In the contemporary art world, Houdini has become a major reference point for a wide variety of artists in different forms. Sometimes the reference is as clear as a depiction of Houdini, while in other pieces it is his feats that are used for new artistic purposes. The famous contemporary artist Matthew Barney has an entire installation in the exhibition, The Ehrich Weiss Suite. It includes pieces from his Cremaster cycle, a series of five films that were created from 1994 to 2002. The films cover a wide variety of themes and questions, and interweave many different cultural and historical references, including famous figures like Houdini, as played by Norman Mailer in Cremaster 2, and by Matthew Barney in Cremaster 5. The installation at the museum, in a room that can only be entered by glass door, includes seven pigeons that roam around an acrylic coffin.
Another contemporary artist, Petah Coyne, whose work “Everything That Rises Must Converge” is on display at Mass MoCA until April, created a hanging sculpture from shredded cars made while she was reading both a great deal about Houdini and World War Two. The audio guide included Petah Coyne’s description of the links between art and magic (similarly referenced in the exhibition’s title), and both disciplines’ connections to transformation.

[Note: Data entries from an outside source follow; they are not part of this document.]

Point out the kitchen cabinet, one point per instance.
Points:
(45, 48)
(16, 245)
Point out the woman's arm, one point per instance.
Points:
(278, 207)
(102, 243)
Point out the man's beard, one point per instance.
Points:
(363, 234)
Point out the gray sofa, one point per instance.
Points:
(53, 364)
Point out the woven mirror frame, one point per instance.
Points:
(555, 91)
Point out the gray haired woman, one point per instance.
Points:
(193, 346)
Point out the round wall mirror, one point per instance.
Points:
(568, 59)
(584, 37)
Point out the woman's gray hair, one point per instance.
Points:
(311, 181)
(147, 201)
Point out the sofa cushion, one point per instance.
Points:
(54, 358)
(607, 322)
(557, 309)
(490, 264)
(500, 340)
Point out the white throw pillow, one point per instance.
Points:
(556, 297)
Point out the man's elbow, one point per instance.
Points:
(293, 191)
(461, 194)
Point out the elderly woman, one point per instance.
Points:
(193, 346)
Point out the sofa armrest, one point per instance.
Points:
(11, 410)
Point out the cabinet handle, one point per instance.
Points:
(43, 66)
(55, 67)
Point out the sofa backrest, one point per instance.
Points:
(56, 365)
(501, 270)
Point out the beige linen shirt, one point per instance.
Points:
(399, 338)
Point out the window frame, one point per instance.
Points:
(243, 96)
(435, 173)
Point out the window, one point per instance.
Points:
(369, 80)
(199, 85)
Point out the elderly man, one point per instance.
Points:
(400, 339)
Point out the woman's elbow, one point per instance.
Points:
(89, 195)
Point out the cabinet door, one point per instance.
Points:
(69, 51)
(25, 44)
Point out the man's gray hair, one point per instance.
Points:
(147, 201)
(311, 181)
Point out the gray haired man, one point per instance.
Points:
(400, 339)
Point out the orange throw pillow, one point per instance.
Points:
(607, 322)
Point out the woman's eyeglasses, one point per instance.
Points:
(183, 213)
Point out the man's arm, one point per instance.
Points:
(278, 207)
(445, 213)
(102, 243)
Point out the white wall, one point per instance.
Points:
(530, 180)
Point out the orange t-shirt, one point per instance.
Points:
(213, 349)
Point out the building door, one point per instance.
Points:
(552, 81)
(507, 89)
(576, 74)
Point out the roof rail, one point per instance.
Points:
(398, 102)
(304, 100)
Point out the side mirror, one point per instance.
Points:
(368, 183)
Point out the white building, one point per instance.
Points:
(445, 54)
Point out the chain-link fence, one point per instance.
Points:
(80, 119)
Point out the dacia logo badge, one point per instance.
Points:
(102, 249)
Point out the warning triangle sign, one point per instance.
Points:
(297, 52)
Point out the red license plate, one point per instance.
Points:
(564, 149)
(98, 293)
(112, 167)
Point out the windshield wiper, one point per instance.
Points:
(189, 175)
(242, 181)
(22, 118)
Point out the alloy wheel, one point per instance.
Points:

This only scrapes the surface of the works by contemporary artists in the show, but in honor of Women’s History Month, it is worth moving on to mentioning an exhibition upstairs, “Maira Kalman: Various Illuminations (of a Crazy World)“. Maira Kalman is an artist and illustrator whose work includes the illustrated edition of The Elements of Style and the New Yorkistan cover for The New Yorker. The exhibition at the museum offered a glimpse into her work and working process. Kalman uses her drawing as a continuing way to see and track the world. Seeing some illustrations I was already familiar with up close, and to branch out to view more of her work was a wonderful experience. While the Houdini exhibition provided a look at larger than life magic and the art spun from it, Kalman’s works offered a magic all their own.
Michelle Stein is a former Yale Press intern and recent Vassar College graduate. She lives on the Upper West Side in New York.